Last weekend four of us from Wallowa County made the long highway drive to Nespelem, Washington for the annual Nez Perce root feast. After a service of drumming, singing and testimony, we sat for a huge feast of “first foods.” Wild foods from water and salmon through roots and plants to serviceberries and huckleberries was prepared by the women of the walwa ma, or Joseph Band of the Nez Perce Indians, and laid on tables until there was little room for our plates. Then we tasted each in turn, as they appeared in time and importance in indigenous lives for millennia.

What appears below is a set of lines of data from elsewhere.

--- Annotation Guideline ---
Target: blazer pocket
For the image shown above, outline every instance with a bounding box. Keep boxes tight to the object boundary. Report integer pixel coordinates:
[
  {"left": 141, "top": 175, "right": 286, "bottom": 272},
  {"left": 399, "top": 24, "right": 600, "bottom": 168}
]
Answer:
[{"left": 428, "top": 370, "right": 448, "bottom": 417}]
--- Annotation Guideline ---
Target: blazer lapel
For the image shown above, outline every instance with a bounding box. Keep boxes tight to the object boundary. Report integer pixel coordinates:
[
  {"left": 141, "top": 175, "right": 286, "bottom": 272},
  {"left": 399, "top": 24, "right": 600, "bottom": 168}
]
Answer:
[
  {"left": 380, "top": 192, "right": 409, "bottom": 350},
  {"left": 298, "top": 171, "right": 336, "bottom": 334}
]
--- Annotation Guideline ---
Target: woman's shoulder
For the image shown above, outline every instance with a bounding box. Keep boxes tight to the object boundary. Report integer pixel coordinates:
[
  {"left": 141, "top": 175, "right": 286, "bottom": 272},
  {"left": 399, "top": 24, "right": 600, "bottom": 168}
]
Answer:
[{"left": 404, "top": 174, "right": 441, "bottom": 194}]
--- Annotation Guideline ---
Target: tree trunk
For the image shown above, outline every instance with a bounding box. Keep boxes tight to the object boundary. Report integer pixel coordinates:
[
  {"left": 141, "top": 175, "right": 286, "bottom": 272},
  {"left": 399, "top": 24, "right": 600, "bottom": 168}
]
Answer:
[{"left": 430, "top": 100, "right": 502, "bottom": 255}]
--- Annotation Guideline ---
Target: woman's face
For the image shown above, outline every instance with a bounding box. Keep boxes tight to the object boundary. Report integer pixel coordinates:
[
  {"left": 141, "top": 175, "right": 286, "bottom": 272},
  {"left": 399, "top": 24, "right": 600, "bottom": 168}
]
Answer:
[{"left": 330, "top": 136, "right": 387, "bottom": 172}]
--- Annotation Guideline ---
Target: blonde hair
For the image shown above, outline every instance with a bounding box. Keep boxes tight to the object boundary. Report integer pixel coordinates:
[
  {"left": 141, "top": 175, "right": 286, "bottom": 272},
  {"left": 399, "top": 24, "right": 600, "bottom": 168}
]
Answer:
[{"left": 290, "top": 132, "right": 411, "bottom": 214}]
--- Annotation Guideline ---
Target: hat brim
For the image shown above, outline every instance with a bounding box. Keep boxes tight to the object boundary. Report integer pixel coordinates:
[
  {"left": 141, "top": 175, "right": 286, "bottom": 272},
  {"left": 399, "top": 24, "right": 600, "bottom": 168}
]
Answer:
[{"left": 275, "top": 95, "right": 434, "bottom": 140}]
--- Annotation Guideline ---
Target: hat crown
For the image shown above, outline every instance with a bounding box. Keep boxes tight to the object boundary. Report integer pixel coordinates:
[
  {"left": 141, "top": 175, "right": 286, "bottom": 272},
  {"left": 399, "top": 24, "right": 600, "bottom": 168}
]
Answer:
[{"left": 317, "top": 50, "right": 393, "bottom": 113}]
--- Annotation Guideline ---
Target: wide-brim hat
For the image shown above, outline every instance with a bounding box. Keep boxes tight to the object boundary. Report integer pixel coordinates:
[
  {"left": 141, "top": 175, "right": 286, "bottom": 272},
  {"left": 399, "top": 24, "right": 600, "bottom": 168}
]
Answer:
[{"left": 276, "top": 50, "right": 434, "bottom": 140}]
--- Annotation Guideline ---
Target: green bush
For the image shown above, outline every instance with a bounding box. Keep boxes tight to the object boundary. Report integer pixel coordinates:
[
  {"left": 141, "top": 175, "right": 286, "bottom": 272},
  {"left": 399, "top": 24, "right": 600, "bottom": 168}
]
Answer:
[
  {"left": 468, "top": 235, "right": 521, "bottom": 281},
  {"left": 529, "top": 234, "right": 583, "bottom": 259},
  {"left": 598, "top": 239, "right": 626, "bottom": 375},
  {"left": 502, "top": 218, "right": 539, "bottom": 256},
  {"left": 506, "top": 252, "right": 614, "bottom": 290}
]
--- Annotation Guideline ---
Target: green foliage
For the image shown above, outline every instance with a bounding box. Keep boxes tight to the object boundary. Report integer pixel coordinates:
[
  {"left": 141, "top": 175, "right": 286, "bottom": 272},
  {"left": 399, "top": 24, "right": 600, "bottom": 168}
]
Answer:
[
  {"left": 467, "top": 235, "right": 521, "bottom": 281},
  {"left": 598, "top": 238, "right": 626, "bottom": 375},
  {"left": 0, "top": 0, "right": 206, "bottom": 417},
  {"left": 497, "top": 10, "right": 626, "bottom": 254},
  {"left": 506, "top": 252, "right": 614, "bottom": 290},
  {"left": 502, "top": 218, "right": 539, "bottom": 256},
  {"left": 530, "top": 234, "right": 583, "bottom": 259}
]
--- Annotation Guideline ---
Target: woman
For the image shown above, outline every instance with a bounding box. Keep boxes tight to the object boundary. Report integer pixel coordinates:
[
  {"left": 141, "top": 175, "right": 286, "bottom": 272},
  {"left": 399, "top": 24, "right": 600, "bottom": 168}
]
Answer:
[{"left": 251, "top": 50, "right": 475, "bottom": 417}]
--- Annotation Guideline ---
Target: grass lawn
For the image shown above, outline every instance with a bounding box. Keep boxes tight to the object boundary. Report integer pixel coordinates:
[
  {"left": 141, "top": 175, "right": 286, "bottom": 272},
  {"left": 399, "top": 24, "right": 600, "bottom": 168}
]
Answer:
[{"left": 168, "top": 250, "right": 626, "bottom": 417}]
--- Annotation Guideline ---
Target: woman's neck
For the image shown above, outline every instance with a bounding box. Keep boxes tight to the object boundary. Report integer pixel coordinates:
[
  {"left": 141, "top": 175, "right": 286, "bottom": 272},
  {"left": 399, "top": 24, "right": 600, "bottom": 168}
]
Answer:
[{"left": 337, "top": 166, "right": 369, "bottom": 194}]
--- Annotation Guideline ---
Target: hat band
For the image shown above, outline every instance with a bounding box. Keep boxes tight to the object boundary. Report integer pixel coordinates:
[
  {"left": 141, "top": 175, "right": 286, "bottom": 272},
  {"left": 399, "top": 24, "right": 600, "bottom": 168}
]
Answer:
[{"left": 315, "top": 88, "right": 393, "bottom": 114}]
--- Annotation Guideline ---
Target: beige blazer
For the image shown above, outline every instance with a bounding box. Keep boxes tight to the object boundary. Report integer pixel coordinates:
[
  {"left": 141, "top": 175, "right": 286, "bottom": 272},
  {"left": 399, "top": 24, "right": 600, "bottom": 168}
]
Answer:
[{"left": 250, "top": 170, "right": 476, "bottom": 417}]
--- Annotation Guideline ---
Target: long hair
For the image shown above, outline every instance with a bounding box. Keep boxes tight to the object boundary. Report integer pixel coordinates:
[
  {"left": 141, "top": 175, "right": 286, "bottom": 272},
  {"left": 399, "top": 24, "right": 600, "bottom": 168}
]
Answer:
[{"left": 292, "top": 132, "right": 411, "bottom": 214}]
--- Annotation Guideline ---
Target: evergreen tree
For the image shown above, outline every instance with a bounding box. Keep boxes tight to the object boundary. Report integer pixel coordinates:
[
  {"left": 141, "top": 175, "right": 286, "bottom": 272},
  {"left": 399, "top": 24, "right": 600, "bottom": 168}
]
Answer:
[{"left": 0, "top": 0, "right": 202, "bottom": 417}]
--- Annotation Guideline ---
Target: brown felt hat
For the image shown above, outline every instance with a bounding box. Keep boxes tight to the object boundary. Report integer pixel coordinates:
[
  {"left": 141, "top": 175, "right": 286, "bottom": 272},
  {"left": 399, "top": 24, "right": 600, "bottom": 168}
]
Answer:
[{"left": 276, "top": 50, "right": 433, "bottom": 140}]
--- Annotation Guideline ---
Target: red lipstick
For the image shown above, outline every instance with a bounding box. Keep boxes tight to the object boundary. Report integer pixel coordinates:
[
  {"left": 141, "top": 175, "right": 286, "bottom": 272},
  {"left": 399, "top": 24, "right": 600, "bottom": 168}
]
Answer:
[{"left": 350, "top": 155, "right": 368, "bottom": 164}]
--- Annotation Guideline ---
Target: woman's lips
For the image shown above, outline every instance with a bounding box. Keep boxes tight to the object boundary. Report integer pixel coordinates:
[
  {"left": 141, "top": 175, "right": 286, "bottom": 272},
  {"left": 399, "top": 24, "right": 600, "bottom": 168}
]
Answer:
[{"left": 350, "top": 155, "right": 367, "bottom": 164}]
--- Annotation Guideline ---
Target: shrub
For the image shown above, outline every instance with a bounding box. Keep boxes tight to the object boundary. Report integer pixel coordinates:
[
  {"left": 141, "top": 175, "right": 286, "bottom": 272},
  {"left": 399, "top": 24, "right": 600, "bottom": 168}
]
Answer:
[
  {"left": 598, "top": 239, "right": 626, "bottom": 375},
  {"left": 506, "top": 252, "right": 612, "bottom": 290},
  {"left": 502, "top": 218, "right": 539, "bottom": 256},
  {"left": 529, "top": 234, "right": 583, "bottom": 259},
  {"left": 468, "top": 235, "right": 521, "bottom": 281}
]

But, first we had to get from the Wallowa Valley in Oregon—now beginning to green up with spring, but still showing heavy snow on the mountains and shedding yellow needles on the western larch that all here call “tamarack,” to Nespelem. It is about a six-hour drive on modern roads with a good car. Pavement all the way, over Tollgate and skirting Walla Walla, meeting the Columbia briefly at Wallula, north through Moses Lake country, meeting and following the Columbia again all the way to the Grand Coulee Dam.
Spring is not greening everywhere, and there is a lot of sagebrush between here and there. I kept thinking about Chief Joseph and his people, who had lived in the Wallowa Country for thousands of years, drank and gathered fish from her many streams, ate her roots and huckleberries, watched her larch trees green up in spring and turn brilliant yellow in fall.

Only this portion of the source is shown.